Wu was admitted to a graduate program in Chicago, but due to China’s border closure and America’s ban on flights from the country, he had to take his classes online. State media reports at the time were trumpeting the success of the CCP’s COVID-19 control efforts while highlighting surging infections and deaths abroad and warning of the severe consequences of long COVID. Wu was so afraid of catching the virus that by the time he arrived in the United States in August 2021, masks had “become a part of my skin,” he said.
It didn’t take long for Wu, who was vaccinated, to overcome his fear: he ended up catching COVID and was fortunate enough to quickly recover from his cold-like symptoms. Meanwhile, the restrictions in China became increasingly stringent following the arrival of the highly infectious Omicron variant.

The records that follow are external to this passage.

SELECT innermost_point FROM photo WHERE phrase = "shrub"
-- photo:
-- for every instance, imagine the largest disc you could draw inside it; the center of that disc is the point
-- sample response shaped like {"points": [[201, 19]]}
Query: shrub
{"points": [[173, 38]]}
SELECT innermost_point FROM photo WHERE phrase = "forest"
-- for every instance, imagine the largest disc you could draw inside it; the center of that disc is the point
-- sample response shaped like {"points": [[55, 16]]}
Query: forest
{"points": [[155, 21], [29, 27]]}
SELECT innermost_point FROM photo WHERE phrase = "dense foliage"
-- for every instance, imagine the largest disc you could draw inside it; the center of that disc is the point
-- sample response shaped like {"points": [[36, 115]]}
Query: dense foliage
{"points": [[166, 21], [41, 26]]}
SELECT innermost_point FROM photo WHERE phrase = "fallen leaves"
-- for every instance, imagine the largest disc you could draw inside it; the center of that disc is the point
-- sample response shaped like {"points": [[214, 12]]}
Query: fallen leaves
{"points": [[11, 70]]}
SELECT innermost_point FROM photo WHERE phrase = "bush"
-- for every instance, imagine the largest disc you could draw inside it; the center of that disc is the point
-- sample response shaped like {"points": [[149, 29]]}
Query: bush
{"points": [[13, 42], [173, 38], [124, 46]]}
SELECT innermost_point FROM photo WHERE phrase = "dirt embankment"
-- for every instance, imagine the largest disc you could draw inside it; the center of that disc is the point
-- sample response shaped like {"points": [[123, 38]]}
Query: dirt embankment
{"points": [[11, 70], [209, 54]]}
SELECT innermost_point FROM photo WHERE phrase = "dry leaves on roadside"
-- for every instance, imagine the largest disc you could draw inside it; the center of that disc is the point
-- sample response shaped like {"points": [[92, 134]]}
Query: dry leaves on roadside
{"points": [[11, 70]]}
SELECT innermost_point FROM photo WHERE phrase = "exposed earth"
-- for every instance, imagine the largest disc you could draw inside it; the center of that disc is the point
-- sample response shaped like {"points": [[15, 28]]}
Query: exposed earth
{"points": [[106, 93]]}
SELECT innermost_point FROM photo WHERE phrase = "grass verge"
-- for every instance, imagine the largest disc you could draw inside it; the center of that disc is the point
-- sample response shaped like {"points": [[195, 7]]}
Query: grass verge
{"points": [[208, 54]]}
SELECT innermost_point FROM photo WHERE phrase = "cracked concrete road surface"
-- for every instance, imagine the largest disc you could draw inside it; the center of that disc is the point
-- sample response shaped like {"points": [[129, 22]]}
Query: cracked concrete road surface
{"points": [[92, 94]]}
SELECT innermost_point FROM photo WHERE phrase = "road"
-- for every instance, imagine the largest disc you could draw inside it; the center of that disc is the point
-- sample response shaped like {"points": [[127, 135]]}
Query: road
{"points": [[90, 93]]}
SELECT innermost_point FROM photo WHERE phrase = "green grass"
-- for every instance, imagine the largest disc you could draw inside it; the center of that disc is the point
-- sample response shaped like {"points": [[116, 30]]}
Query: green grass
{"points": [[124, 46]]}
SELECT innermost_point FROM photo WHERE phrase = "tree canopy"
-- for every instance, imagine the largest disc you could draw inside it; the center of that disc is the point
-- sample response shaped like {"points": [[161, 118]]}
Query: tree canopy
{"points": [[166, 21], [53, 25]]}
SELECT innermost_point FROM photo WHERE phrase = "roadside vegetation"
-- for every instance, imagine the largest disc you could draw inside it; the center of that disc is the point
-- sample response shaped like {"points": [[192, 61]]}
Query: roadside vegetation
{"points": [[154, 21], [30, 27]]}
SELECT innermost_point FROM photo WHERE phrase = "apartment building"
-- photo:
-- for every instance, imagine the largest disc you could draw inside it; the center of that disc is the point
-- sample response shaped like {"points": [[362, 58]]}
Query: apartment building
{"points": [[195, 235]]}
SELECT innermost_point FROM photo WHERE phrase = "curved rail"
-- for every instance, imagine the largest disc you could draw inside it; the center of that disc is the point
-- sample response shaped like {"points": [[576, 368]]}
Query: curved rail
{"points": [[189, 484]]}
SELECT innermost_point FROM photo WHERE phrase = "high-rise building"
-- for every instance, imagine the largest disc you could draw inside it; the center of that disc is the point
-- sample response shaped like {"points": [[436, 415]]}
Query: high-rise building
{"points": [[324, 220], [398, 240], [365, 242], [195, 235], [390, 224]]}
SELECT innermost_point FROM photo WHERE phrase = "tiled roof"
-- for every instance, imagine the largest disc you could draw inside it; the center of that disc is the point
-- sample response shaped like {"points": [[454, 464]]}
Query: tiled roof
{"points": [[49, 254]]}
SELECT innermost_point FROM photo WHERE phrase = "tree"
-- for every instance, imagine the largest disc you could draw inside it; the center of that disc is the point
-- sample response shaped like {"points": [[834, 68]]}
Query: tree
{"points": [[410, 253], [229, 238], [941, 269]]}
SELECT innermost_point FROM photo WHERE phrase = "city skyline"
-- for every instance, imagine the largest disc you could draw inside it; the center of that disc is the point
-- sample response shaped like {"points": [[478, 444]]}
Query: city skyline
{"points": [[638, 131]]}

From Chicago, he followed news of Shanghai’s two-month lockdown, the late-night bus crash that killed 27 people being taken to a COVID-19 quarantine facility in Guizhou, and many other reported costs of the zero-COVID policy, from the shuttering of businesses to the surging unemployment rate. The artist’s own family and friends have also been impacted.
Wu’s father, a professor in an eastern province, was punished by his university for fleeing an imminent lockdown and driving back to his Beijing home without his employer’s approval. His mother was prevented from visiting his ill grandmother due to travel restrictions. Many of Wu’s friends in the art industry lost their jobs, as galleries and exhibitions closed amid ongoing lockdowns.
“All these costs are born by every Chinese person, as tiny and inconsequential as specks of dust,” he said.
Compelled to Act
Wu, who studied at the Central Academy of Fine Arts in Beijing, has previously used mixed-media installations, sculpture and photography to explore issues facing today’s China. He decided to speak out against the CCP’s zero-COVID policy by staging his Times Square performance on Oct. 16—the opening day of the CCP’s 5-year political conference, the most important event on the regime’s political calendar.
Such a performance would be unthinkable in China, where artists have faced increasingly stringent censorship. But staging it in New York could also carry risks for Wu and his family.
The artist said he was worried about his parents’ safety back in China, fearing they could be subjected to potential retaliation from the CCP. But he said he nonetheless felt compelled to proceed with the project and to express years’ worth of suppressed emotions toward zero-COVID.
The CNN Wire contributed to this report.